Well, a federal judge in Louisiana has decided not to go with the flow on 20-odd rulings in various U.S. states that overturned gay marriage bans, and has instead upheld his state’s ban in a ruling today. He also “upheld the state’s refusal to recognize same-sex marriages performed legally in other states,” the Associated Press is reporting in an article on the ABC News site. As you might expect, the verdict will be appealed and will probably be overturned — so nobody is panicking and calling for boycotts of the state quite yet.

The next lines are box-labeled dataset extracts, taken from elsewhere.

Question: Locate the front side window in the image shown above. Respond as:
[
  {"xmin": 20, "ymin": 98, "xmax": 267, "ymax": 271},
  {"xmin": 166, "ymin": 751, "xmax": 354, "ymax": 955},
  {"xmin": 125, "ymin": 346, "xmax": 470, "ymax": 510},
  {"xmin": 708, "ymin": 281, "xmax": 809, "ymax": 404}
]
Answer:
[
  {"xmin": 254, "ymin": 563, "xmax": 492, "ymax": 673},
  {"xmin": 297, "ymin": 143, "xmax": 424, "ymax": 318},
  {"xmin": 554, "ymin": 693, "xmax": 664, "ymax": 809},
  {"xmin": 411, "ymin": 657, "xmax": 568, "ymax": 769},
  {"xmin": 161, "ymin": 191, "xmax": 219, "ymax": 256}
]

But you gotta think that the state’s stubborn refusal to grant equality to same-sex couples there isn’t helping Louisiana’s reputation. While I’m sure supporters of LGBT people — big business, among them — aren’t ready to pull out in protest yet, a lot of people may be thinking twice about visiting the state or moving there in light of today’s setback. And LGBT citizens may be watching their backs a little more than usual.

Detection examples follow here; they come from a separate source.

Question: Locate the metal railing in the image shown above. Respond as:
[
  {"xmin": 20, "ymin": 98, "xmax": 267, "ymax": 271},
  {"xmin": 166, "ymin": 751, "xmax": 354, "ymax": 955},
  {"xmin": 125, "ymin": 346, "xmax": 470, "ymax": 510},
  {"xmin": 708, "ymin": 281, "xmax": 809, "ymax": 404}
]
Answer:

I mean, in places like Uganda and Russia, where equality has been denied LGBT people by the courts, there has been an increase in violence against members of the LGBT communities. Although I haven’t heard of any homophobic violence against gay people in Louisiana, could the judge’s ruling there inadvertently have the same sort of trickle-down effect on some redneck bigots? Do LGBT citizens there need to be extra careful now?

Those are things I think about when I see a court — and a state — deny equal rights to all of its citizens . . . when the flow is going the other way in much of the country.

The ruling today also got me to thinking: what if, when all is said and done, some states are successful in upholding their bans on same-sex marriage? Will big business and other supporters of LGBT people pull out in protest? Will anti-LGBT fundamentalists flock to those states, abandoning states that do allow same-sex marriage?

How sad that such a great country is divided on a basic human rights issue. How sad that bigotry prevails in some states. How sad that some people feel they have the right to dictate the parameters of love to others they don’t even know.